Multilingual
The assistant reads the language of the shopper's latest message and replies in that same language and script. Product facts stay grounded in your store data: they are never translated, reworded into new claims, or invented. Only the assistant's own wording switches language.
How language detection works
On every turn, the assistant looks at the customer's most recent message, detects its language, and replies in that same language. It matches the script as well as the language, so a shopper who types Roman Urdu (Urdu written in the Latin alphabet) gets a reply in Roman Urdu, not in Urdu script, unless they switch first.
The assistant will not change languages on a shopper unprompted. If the conversation is in English and stays in English, replies stay in English. When the shopper switches, the next reply follows them.
Out of the box, the supported set is English, Urdu, and Roman Urdu. Detection runs automatically with no per-store setup.
Product facts are never translated
This is the core promise of the assistant, and it holds in every language. Product details, specifications, prices, product names, and stock all come from your live catalogue through tool calls. Those values are passed through verbatim. They are never translated, localised, reworded into new claims, or invented.

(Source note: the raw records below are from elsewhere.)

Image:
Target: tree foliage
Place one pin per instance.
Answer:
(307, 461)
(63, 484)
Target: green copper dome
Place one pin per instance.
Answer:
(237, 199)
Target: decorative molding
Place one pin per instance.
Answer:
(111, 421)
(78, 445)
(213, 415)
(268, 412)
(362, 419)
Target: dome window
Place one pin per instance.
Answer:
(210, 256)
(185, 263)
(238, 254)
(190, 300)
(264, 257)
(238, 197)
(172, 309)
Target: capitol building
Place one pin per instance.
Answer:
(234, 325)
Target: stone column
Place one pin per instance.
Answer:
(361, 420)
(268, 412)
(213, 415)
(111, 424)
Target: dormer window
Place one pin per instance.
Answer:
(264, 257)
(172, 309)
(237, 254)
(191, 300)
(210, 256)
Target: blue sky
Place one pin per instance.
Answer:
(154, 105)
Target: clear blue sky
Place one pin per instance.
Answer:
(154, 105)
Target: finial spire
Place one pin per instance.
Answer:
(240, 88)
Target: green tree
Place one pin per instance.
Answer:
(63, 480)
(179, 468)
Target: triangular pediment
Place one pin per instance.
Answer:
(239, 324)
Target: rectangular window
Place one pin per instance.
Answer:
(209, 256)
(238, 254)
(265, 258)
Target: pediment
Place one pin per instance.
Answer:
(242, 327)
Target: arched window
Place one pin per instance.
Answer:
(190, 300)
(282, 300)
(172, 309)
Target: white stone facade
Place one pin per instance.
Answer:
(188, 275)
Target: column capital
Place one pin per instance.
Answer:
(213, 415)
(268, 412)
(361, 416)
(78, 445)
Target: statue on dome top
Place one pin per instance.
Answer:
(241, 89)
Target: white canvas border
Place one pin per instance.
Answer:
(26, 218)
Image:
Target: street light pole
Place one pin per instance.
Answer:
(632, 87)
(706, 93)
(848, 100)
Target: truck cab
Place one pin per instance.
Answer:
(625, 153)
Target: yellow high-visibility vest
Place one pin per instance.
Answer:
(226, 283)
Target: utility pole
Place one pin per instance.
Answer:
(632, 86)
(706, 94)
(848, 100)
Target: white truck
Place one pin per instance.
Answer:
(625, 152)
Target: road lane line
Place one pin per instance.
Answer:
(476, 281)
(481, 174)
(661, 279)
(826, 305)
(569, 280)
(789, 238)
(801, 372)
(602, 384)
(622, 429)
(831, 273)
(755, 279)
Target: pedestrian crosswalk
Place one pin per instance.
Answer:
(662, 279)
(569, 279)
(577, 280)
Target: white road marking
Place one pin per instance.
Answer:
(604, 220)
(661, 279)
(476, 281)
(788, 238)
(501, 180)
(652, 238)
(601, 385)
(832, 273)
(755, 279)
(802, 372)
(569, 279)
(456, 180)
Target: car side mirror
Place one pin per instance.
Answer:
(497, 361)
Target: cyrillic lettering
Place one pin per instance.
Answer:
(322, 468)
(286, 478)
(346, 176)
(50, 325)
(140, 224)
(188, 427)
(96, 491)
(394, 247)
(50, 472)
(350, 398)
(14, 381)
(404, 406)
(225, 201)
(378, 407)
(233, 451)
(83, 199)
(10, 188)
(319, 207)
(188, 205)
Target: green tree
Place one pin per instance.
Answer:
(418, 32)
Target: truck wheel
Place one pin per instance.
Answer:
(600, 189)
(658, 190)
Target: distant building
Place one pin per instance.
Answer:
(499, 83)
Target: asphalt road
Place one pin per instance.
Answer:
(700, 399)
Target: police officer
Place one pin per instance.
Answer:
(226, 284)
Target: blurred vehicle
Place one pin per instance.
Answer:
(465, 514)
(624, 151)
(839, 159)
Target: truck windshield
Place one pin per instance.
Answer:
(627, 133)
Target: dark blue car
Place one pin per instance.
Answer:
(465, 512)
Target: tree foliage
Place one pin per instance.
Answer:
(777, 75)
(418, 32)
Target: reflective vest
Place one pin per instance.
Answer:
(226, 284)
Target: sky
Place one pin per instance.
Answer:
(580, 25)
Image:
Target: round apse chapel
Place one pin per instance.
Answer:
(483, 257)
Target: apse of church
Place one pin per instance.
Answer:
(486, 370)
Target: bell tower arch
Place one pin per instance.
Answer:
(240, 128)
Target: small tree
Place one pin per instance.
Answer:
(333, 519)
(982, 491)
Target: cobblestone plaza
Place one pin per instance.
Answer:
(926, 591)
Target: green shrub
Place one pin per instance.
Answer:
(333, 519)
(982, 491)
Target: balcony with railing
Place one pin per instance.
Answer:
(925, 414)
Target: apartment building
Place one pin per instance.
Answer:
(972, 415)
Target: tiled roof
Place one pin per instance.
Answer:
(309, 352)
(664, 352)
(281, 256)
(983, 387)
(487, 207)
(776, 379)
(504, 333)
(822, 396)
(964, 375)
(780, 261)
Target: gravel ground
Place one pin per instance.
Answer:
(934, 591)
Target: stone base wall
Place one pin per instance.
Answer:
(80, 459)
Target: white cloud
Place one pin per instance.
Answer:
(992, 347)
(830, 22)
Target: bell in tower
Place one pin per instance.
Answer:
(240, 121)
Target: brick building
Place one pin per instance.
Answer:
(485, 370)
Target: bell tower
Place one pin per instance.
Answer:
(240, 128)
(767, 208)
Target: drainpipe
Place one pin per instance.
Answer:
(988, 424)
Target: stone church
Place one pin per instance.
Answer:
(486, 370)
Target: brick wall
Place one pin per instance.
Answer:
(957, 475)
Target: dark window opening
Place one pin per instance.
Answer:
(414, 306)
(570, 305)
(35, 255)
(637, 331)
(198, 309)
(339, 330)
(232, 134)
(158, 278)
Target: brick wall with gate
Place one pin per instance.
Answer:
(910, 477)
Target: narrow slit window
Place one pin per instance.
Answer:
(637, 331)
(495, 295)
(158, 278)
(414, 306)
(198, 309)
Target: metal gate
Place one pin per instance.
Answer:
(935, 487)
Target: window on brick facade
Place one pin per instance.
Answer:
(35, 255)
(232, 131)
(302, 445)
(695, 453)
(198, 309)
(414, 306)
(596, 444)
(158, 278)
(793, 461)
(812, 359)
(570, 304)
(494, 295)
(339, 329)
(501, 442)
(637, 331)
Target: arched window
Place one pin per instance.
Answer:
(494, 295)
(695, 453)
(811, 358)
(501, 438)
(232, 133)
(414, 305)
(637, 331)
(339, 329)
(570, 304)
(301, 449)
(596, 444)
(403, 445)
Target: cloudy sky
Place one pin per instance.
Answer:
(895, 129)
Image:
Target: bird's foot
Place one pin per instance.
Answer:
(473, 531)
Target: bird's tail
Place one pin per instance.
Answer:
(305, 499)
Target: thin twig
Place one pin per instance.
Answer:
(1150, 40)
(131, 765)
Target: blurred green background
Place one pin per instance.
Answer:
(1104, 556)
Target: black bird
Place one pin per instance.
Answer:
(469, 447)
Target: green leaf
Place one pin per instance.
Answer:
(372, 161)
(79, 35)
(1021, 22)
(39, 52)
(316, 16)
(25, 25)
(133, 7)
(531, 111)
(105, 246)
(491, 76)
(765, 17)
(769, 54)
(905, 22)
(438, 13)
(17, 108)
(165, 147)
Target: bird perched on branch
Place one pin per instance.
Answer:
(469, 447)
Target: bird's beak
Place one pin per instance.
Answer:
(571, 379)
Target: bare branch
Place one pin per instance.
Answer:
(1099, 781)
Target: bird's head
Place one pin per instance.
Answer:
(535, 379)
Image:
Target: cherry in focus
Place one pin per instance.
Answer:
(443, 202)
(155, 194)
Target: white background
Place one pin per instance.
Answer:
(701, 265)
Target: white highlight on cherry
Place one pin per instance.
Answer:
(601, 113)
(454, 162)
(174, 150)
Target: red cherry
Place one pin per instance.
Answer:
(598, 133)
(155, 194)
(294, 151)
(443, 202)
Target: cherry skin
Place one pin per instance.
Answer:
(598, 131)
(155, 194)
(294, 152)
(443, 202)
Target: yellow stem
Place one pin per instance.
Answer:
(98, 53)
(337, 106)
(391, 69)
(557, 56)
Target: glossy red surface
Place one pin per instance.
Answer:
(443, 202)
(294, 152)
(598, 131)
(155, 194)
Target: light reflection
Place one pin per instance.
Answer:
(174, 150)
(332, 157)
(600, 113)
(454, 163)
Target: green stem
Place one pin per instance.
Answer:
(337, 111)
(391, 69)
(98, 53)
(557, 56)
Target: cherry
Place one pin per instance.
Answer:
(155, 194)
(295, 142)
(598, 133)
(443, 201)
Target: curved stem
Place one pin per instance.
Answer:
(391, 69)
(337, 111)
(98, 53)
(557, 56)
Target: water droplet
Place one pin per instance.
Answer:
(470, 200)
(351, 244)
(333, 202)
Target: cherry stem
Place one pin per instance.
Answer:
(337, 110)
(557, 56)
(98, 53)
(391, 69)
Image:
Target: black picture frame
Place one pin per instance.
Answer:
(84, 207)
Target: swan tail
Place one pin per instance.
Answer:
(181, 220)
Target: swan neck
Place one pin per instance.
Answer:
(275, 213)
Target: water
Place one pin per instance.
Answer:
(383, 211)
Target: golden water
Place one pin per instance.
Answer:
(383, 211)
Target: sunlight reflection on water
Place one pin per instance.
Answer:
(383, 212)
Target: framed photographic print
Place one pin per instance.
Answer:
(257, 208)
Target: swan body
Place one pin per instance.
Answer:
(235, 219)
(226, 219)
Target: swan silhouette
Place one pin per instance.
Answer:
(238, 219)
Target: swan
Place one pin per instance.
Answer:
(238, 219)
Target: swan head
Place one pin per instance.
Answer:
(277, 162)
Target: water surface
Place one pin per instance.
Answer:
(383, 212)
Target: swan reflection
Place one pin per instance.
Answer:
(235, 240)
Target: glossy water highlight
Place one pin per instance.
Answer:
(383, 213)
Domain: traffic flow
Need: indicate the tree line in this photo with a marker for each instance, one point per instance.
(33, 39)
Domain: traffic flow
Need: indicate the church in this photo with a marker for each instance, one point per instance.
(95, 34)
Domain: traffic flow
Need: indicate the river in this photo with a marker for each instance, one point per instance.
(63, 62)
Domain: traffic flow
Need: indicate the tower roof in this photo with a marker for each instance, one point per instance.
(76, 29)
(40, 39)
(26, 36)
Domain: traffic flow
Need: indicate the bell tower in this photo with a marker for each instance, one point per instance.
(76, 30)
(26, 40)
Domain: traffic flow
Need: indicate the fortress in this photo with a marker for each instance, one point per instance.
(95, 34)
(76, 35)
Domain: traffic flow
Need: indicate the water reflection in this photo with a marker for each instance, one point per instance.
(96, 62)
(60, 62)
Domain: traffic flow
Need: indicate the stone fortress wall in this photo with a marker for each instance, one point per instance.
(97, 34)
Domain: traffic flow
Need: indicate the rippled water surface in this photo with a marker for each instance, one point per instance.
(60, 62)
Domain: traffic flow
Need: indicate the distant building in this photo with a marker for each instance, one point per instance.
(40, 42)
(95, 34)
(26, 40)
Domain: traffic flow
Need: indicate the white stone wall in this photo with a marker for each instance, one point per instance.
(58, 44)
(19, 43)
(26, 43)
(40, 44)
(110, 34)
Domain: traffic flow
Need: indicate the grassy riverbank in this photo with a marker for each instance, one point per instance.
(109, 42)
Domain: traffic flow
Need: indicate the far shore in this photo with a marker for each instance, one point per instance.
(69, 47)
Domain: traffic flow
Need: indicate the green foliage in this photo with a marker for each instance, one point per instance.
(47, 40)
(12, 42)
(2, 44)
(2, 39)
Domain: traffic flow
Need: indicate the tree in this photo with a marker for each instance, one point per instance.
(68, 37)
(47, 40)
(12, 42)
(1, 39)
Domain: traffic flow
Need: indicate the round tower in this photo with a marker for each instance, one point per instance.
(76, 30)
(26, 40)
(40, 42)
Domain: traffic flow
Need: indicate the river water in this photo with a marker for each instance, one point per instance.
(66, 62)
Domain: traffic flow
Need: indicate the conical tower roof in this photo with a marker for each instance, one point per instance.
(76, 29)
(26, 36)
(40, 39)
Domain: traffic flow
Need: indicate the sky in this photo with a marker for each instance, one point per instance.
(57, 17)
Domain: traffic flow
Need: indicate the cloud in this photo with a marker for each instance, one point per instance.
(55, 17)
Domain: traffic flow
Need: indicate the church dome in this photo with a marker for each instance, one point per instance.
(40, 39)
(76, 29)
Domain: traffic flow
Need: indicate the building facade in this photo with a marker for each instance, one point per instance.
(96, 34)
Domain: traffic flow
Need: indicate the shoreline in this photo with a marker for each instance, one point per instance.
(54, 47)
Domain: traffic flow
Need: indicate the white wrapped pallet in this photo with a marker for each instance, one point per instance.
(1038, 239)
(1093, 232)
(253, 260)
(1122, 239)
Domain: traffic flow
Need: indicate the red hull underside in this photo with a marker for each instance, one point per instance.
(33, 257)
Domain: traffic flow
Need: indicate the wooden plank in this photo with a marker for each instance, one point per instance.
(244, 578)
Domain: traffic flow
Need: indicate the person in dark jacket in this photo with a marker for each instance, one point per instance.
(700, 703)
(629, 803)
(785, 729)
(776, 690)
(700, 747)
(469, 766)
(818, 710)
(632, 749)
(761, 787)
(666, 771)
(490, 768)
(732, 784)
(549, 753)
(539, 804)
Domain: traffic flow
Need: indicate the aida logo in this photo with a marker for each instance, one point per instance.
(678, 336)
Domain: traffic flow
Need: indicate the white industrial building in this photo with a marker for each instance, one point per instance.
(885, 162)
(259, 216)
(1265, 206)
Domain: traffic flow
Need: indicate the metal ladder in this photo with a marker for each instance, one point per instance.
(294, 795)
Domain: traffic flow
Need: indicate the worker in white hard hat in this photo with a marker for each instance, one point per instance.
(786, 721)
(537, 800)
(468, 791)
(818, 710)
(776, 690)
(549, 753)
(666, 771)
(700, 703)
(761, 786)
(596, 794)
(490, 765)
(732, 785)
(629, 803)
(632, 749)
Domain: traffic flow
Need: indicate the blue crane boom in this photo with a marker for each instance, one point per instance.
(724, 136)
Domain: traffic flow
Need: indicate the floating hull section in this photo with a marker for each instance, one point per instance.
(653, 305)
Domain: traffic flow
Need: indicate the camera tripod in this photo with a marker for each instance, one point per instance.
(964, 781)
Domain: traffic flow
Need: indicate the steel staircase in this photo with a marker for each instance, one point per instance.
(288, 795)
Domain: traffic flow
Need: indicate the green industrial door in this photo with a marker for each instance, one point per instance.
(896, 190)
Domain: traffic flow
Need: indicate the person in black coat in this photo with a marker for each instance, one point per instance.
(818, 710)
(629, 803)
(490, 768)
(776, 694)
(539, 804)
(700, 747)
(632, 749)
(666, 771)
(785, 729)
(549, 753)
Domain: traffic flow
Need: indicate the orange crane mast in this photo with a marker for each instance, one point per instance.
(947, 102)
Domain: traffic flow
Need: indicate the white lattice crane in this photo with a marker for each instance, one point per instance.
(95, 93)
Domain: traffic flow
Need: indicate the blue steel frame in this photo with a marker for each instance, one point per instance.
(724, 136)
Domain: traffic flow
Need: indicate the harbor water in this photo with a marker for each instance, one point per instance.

Only the assistant's own explanatory wording, the sentence that introduces or summarises results, switches language. The underlying data does not. Currency symbols and amounts stay exactly as your store reports them, so a price of ₨2,499 reads the same whether the surrounding reply is in English or in Urdu.
Setting the languages
The behaviour is on by default. You can review or pin it under WooCommerce → Fahad AI, in the Languages field.
auto(the default): detect each shopper's language and match it across the supported set.- A specific list, for example
English, Urdu: folds in your preferred set as advisory guidance for the assistant.
An empty value falls back to auto, which is the safe default. The setting names which languages the assistant should expect and reply in; the actual fluency of non-English replies comes from the AI model you connect.
What a turn looks like
A shopper asks, in Roman Urdu, for something in their budget. The assistant detects the language, calls the catalogue tool, and replies in Roman Urdu while leaving the product card data untouched:
Shopper: budget 3000 me kya mil sakta hai?
Assistant (Roman Urdu wording, grounded data):
3000 ke andar yeh options available hain:
[ product cards rendered from live catalogue ]
Name, price, aur stock store ke data se aate hain.
The introductory sentence is Roman Urdu. The card content, the names, the prices such as ₨2,499, and the stock status, are the exact values the catalogue tool returned.
Things to keep in mind
- Reply quality in any language depends on the AI provider and model you connect. For stores serving Urdu and other non-Latin scripts, a stronger multilingual model gives better wording.
- Language detection is per message. A shopper can move between languages within one conversation and the assistant follows each turn.
- The grounding rule is unconditional. No language, and no setting, lets the assistant translate or restate a price, name, or stock value into something the store did not report.